事件を簡単にまとめると以下のようになります。

項目 説明 補足
犯人 森美也子 すべての殺人の犯人
動機 里村慎太郎に田治見家の財産を相続させようとした
トリック1 見立て殺人 遺産という真の動機を隠すため見立て殺人で次々に人を殺した
トリック2 発案者と実行者が違う 見立て殺人を思い付いたのは医者だが実行したのは森美也子

原作小説とドラマの違い

2019年放送のNHKドラマ(吉岡秀隆さん主演)は原作に沿ったストーリーになっており、犯人や結末も同じです。ただし、ドラマは原作の内容を短くまとめたようになっています。
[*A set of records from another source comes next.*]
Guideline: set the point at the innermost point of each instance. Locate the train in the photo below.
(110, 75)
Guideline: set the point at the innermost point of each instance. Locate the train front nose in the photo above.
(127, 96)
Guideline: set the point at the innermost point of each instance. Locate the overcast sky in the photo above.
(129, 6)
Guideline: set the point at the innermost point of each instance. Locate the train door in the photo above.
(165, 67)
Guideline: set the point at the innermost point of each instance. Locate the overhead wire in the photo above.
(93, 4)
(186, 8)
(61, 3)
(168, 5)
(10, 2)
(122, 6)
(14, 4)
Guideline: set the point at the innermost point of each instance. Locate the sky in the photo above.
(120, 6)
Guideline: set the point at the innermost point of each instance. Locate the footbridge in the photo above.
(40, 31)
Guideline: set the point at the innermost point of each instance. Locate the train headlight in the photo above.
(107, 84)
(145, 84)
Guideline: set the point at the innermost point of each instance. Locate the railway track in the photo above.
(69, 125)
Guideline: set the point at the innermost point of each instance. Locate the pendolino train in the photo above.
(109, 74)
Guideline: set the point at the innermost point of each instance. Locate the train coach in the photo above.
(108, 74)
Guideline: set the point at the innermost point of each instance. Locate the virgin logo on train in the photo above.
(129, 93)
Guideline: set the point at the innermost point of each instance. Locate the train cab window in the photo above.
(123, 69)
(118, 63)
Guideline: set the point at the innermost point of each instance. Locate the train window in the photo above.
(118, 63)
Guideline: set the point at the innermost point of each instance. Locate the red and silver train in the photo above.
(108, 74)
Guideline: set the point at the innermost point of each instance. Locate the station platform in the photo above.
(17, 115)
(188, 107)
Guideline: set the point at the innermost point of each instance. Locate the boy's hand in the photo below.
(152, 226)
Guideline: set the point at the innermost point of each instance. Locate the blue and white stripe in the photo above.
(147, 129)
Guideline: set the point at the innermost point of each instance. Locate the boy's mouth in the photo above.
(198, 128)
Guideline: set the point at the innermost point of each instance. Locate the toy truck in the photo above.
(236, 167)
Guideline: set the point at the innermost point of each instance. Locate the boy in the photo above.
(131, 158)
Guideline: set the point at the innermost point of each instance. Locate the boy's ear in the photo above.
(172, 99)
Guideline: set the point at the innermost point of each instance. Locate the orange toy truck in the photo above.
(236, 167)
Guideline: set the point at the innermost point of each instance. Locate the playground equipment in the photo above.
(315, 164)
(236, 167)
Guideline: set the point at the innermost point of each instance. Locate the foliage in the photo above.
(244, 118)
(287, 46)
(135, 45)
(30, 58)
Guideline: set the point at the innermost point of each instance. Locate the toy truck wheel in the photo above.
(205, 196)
終盤に登場する鍾乳洞のシーンに関して、ドラマでは、吉蔵達が簡単に辰弥を追い詰めています。その後、辰弥がどのように逃亡したかは、全く描かれていません。原作では、落盤が起き、辰弥は閉じ込められます。このとき、鍾乳洞内で財宝も発見されますが、こういったシーンはドラマには登場していませんでした。

感想

「八つ墓村」の映像化作品はいくつかあるようです。あくまで私が過去に観た作品の中では、結構おもしろい作品だと思いました。映像化作品は原作から展開などが省かれることが多いですが、このドラマ(2019年NHK・吉岡秀隆版)は恐怖要素も恋愛要素も、十分含まれていたと思います(要蔵の暴走シーンが恐怖シーンだと思っています)。財宝探しなどは省かれていたようですが、久野のメモなどは原作に忠実だったように思います。

みんなの感想

 原作小説の口コミを調べてみると、閉鎖的で不気味な村、ドキドキハラハラ、やっぱり名作など、ポジティブな感想が多く書き込まれていました。

勝手に敬遠していたが思いの外、読みやすく面白かった。

正統派のミステリーとしては当然のことながら、ハラハラドキドキする感じは極上のサスペンスとしても楽しめる。

映画やドラマで何度も見ている作品でしたが、小説は初めて読みました。主人公・辰弥の語りでストーリーが進むので、意外と金田一耕助の活躍は目立たないです。

後半に登場する鍾乳洞の冒険は、悲惨な状況の中でもわくわくがあった。

迎えに来てくれた上に村の事情についても教えてくれる頼りになる美弥子、優しく辰弥の味方をしてくれる春代、だんだん魅力的になる無邪気で素朴な典子、という3人の魅力的な女性が登場します。